Saiten Wochenschau

Henning May, seine Stimme sowie seine Band AnnenMayKantereit sind Geschmackssache – genauso wie die Rap-Truppe K.I.Z. Vor über zehn Jahren lieferten sie allerdings gemeinsam einen (Sommer-)Hit, der angesichts der aktuellen Temperaturen, die sich so anfühlen, als sässe man in einem Backofen oder auf der Oberfläche der Sonne, noch besser passt: «Erinnerst du dich noch, als sie das grosse Feuer löschen wollten? … Sie dachten echt, ihre Scheisse hält ewig … Und wir singen im Atomschutzbunker / Hurra, diese Welt geht unter!»

Der Song handelt vom Happy End, nachdem die Welt untergegangen ist, von jenen, die überlebt haben, und davon, dass sich die Natur zurückholt, was ihr genommen wurde. Klingelt da was? Wie lange wissen wir denn schon, welche Folgen der Klimawandel hat? Welcher Staat erreicht seine Klimaziele? Und was machen eigentlich die ganzen Klimaleugner:innen?

Unsereins würde sich wünschen, diese steckten mit ihren SUVs im Leipziger Lava-Asphalt fest – oder bei Quarten auf der Autobahn, wo die Hitze den Asphalt ebenfalls aufplatzen liess.

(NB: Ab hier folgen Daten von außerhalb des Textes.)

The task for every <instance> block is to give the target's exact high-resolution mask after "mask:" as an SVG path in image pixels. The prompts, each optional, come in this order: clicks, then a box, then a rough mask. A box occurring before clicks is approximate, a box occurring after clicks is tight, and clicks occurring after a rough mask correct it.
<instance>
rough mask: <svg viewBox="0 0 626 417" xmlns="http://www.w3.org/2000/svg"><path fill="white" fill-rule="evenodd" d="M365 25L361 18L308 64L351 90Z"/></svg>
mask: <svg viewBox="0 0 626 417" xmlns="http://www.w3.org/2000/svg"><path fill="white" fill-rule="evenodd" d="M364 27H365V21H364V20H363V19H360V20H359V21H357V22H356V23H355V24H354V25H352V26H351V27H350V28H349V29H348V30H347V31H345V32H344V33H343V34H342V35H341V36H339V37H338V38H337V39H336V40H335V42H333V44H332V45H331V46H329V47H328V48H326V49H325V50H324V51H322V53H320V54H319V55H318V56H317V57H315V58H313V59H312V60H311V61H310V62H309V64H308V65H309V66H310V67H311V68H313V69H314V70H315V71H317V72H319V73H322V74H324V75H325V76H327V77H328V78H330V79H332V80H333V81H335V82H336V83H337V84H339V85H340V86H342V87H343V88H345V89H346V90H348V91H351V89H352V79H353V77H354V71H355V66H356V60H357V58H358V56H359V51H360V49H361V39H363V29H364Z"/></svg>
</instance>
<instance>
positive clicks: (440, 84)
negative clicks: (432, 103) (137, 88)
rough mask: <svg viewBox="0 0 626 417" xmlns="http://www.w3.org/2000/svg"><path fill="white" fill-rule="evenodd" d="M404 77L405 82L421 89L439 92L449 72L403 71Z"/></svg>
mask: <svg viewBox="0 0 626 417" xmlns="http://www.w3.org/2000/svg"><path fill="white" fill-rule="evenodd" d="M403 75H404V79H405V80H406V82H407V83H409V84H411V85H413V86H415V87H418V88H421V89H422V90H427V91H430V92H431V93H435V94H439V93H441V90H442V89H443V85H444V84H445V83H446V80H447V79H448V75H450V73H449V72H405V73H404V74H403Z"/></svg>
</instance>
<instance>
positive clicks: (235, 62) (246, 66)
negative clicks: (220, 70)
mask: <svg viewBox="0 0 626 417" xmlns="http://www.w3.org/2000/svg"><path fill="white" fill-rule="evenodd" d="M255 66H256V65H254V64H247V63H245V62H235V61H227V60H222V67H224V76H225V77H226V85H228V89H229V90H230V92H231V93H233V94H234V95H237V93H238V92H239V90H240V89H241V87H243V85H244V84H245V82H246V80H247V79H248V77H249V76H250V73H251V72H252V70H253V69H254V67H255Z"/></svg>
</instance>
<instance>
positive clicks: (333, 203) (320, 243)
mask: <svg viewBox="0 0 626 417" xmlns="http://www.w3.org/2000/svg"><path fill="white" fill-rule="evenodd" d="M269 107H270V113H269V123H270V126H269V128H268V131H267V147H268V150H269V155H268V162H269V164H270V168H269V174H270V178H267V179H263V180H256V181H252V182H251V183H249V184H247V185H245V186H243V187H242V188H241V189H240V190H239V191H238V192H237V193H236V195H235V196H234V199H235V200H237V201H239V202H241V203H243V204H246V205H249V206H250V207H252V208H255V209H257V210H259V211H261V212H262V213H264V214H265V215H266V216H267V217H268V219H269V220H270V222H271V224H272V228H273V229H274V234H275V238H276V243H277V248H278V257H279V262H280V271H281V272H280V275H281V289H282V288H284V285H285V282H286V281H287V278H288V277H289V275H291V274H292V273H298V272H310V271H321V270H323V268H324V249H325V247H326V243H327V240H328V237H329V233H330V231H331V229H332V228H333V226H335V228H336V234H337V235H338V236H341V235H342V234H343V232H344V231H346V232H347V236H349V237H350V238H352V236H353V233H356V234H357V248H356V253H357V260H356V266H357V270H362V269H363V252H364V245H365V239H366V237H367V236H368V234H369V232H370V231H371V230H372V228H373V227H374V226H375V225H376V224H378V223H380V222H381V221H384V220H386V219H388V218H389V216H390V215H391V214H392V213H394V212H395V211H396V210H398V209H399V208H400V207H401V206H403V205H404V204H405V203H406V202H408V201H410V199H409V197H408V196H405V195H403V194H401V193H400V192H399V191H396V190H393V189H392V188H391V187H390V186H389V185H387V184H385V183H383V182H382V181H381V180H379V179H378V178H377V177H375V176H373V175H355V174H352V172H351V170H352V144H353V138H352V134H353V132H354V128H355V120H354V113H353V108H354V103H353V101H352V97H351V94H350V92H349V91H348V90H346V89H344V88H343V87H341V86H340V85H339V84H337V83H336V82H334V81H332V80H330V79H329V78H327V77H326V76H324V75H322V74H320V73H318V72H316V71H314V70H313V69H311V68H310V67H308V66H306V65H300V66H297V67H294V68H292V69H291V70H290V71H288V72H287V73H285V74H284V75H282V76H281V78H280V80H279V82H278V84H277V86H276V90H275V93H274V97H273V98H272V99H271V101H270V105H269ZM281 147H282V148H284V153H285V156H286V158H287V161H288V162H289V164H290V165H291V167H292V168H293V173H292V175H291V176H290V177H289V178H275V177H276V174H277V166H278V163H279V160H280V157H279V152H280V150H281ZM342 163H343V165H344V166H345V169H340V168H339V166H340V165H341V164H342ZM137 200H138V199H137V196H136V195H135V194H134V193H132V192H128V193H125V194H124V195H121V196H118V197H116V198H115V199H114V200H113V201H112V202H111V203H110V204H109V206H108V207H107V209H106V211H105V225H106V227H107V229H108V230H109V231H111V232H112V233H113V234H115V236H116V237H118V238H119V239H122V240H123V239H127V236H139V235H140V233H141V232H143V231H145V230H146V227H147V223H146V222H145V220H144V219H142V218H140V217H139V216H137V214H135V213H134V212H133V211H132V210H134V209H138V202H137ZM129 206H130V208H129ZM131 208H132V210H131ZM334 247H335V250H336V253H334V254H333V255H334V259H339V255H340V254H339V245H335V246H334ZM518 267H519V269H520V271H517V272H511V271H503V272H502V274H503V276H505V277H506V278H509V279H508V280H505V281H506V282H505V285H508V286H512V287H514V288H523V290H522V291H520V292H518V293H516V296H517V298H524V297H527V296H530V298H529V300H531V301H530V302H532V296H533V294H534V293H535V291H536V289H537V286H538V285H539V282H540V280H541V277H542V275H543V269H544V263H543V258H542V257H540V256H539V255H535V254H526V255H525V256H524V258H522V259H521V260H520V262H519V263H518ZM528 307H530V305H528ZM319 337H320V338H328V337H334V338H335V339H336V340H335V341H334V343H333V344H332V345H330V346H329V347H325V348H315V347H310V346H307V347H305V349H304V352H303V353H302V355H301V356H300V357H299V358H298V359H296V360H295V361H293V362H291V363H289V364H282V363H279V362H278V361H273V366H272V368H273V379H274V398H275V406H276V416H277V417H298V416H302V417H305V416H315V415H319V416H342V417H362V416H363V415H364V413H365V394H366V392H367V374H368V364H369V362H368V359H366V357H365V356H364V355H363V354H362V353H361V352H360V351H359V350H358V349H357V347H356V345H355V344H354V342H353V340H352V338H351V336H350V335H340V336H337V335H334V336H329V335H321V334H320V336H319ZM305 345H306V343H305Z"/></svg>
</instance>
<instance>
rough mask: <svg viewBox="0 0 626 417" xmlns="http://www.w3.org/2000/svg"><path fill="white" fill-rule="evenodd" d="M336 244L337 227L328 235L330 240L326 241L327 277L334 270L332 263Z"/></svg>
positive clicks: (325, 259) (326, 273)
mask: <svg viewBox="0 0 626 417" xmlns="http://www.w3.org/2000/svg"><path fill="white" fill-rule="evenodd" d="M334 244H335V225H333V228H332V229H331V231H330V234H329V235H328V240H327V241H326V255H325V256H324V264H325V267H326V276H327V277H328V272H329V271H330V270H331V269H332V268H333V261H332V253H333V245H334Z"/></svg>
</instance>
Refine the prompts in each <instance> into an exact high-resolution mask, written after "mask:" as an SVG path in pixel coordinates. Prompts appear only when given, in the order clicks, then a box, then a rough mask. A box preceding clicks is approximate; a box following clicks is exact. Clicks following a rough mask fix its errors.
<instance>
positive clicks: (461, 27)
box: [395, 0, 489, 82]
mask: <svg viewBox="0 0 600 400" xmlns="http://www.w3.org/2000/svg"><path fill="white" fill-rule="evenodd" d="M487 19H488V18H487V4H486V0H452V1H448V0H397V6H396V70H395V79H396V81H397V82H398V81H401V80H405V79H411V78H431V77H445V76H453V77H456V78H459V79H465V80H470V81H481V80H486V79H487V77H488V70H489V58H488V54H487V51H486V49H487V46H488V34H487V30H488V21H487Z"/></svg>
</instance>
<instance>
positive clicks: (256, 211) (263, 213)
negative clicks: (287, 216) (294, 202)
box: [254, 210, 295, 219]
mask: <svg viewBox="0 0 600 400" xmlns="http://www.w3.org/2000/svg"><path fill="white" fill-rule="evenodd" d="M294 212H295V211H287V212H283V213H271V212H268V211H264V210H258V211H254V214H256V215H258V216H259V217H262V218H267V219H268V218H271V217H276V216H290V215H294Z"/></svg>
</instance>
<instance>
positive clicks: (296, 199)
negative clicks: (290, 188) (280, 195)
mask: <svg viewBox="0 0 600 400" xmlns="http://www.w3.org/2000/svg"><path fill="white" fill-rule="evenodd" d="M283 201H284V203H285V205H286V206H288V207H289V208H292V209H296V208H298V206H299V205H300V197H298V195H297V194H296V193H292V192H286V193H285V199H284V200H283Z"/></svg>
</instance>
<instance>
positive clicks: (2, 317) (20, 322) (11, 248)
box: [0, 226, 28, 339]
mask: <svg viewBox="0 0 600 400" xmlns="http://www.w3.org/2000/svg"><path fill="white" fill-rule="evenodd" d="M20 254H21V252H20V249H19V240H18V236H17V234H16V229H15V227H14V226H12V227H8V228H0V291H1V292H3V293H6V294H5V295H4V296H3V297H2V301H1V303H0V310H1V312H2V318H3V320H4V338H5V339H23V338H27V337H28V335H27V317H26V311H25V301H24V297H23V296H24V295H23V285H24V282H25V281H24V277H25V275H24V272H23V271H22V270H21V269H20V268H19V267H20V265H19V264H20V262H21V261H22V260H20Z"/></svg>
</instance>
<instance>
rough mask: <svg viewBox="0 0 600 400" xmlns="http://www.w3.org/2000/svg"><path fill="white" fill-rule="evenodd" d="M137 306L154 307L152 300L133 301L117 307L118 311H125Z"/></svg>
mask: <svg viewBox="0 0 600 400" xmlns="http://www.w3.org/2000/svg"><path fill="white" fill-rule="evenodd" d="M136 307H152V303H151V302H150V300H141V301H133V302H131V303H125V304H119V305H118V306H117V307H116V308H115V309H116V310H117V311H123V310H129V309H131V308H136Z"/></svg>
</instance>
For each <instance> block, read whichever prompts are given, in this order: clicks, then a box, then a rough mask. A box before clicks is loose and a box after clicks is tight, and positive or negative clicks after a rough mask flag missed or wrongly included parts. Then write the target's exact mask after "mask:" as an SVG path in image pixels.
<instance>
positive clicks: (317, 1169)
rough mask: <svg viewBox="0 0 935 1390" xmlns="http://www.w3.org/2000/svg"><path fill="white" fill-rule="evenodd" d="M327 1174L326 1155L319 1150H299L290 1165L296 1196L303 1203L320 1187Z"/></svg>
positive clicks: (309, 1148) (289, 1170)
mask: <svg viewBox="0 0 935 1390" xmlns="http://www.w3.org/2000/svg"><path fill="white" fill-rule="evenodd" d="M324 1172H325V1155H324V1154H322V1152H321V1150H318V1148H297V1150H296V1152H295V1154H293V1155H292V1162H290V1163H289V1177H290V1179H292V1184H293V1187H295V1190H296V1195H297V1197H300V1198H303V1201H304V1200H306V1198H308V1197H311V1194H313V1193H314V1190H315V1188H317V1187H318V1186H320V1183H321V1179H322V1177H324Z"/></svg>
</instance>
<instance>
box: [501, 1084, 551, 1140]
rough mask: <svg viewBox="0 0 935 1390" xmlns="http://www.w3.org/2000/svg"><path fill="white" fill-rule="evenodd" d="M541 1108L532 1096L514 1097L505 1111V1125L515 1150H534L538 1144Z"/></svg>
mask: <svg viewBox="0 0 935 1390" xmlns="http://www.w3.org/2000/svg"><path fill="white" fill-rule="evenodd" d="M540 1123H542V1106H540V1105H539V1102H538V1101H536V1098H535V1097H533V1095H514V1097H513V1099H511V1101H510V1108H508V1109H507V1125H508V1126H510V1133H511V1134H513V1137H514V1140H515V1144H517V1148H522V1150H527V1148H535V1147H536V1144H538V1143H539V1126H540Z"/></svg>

Hübsch wäre auch, wenn sie ihre Alu-Hüte nach dem Tornado über dem Bodensee irgendwo aus einer Felsspalte im Alpstein kratzen oder bis zu den Knien in Regenpfützen stehen müssten, während ein Unwetter das Stromnetz lahmlegt.

Mittlerweile sollte auch den Letzten klar geworden sein, dass uns bald alles um die Ohren fliegen wird und der besungene Atomschutzbunker der einzig kühle Ort sein dürfte – jedenfalls für jene, die sich einen leisten können. Denn wer kann, sitzt aktuell in einem netten Büro vor einer Klimaanlage oder macht frei. Einige Menschen müssen aber draussen arbeiten, mehrere Jobs jonglieren, wohnen auf kleinem, ungekühltem Raum, andere – Tiere, Pflanzen und Menschen – verlieren infolge des Klimawandels sogar ihr Zuhause, ihre Nahrungsmittel oder ihr Leben.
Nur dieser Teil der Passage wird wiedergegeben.